New Mexico Magazine

Freed Spirits

WITHIN THE CONFINEMENT OF a prison cell, creativity is a survival mechanism. Artists wrest images from the deepest centers of their hearts and souls during the stifling sameness of days—or years—spent in incarceration.

It’s a “make do” kind of art, particularly for those without access to traditional materials like paints, canvas, paper, or brushes. Prisoners use whatever materials they can, including paños, which are among the most common forms of artwork made in New Mexico prisons. (“Paño” is Spanish for handkerchief or cloth.) As an art form, paño-making is believed to have originated among Chicano prisoners in the Southwest in the 1940s.

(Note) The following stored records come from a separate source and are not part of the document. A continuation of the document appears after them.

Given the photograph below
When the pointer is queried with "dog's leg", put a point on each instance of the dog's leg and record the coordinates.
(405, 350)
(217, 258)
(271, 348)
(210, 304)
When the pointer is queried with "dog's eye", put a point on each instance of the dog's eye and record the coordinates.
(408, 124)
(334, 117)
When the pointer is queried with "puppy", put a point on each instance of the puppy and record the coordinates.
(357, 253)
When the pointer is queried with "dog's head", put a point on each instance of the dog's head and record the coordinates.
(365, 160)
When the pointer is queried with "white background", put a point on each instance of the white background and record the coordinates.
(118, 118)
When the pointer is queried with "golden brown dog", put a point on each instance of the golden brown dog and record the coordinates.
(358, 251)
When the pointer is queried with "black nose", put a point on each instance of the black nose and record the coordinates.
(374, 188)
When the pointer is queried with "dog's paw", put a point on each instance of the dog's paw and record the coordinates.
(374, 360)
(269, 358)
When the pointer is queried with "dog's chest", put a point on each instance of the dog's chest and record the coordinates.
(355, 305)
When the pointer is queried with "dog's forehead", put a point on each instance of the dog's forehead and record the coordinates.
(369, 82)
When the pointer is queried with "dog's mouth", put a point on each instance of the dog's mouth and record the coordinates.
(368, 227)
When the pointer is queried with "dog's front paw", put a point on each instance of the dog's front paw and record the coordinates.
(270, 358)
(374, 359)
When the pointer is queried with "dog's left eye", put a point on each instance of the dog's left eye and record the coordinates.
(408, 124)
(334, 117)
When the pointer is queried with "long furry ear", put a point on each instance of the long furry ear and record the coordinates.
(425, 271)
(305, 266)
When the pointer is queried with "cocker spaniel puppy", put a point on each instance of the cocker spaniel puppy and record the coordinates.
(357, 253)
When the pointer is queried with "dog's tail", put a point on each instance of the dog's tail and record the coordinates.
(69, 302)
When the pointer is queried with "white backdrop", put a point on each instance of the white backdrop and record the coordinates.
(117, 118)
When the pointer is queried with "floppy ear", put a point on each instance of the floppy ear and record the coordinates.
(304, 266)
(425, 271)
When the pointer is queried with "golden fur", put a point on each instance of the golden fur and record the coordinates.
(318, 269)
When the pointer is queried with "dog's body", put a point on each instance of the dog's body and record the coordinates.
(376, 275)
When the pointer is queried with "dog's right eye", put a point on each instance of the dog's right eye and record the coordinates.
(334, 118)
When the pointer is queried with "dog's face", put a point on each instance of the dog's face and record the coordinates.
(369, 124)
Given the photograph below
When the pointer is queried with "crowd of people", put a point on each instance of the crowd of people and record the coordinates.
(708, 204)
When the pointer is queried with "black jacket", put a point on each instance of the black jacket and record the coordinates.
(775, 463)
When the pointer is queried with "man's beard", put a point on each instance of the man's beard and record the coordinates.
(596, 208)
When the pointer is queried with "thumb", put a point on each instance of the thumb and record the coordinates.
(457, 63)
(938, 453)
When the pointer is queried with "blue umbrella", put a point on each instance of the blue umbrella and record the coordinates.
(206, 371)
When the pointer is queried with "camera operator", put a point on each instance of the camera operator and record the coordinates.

Handkerchiefs are a common surface for two-dimensional artwork, but so are bedsheets and pillowcases, which can be cut up and used to trace images from newspapers and magazines, or repurposed as a canvas for free-form art-making.

To sacrifice a small source of comfort—a cheap bedsheet—for the sake of self-expression shows a great need to assert the human spirit. At the Museum of International Folk Art, in Santa Fe, the current exhibition Between the Lines: Prison Art & Advocacy: A showcases the talent and creativity of the incarcerated while changing the rules of how exhibitions are mounted.